I will wait until this is built and at least one CI job passed.
- Due date changed from 2020-11-24 to 2020-12-15
andrii-suse provided a helpful comment in https://github.com/os-autoinst/openQA/pull/3572#issuecomment-731512892
what we could try in the second try to bring in the approach of the stripped down CI image:
okurz Ugh I see what went wrong with #3536 .
It built new cache on top of old ci:base image, so many packages were not included into cache, because they were not downloaded, because they were already installed.
Then ci:base was rebuilt according to Dockerfile changes, and next PR did pull updated ci:base image and tried to install the cache packages on top of it, which obviously failed.

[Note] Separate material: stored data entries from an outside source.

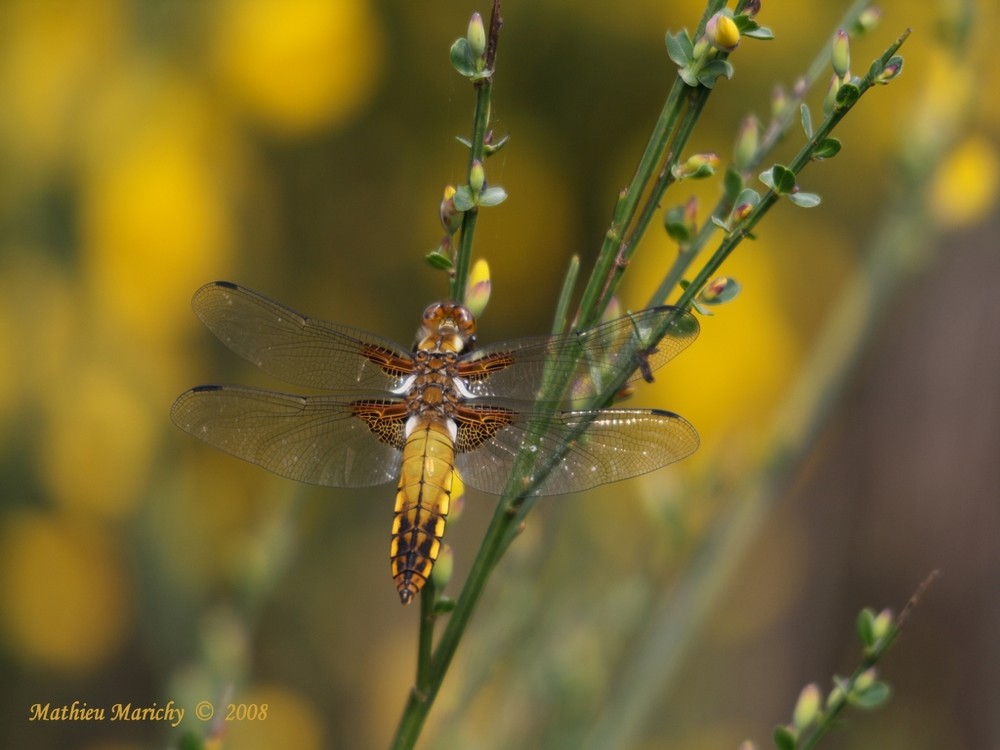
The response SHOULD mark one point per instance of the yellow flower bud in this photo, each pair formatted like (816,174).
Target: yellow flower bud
(722,32)
(807,707)
(476,35)
(477,291)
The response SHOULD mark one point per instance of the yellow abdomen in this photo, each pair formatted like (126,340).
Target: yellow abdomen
(422,501)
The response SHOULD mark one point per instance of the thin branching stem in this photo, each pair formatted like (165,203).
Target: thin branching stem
(517,499)
(477,153)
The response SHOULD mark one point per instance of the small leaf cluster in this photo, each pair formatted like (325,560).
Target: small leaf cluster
(469,56)
(703,62)
(468,53)
(813,716)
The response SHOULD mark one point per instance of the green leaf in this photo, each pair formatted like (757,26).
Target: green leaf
(749,195)
(728,294)
(444,605)
(761,32)
(437,259)
(847,95)
(732,184)
(680,49)
(462,58)
(826,149)
(866,627)
(492,196)
(806,118)
(784,738)
(464,199)
(779,178)
(688,75)
(873,696)
(804,200)
(713,70)
(749,27)
(701,309)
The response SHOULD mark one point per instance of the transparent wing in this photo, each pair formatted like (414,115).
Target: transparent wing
(318,440)
(297,349)
(515,369)
(614,444)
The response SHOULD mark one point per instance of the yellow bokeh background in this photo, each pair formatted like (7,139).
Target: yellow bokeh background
(300,147)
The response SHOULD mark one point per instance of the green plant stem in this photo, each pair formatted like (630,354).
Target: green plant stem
(775,130)
(477,152)
(802,158)
(612,257)
(870,658)
(516,500)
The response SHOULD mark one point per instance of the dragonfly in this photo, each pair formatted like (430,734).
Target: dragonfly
(417,416)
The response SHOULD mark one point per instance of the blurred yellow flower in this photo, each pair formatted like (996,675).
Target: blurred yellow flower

I guess we can just introduce ci:base_v1 or ci:minimal for such purposes, instead of dealing with chicken/egg problem. :\ Then retry #3536
But for now I would like to monitor if the circleCI jobs actually still fail with the same rate as in before. The last Nbg datacenter power outage has caused quite some "changes" so maybe even download from registry.opensuse.org behaves different now :D
- Due date changed from 2020-12-15 to 2021-01-27
- Priority changed from High to Low
I have not seen timeouts in past days after the nbg power outage 2020-11-18. Maybe the fresh boot of so many systems helped to resolve some issues :D
I will reduce prio now and we can check back later if we want to warm up the same approach again.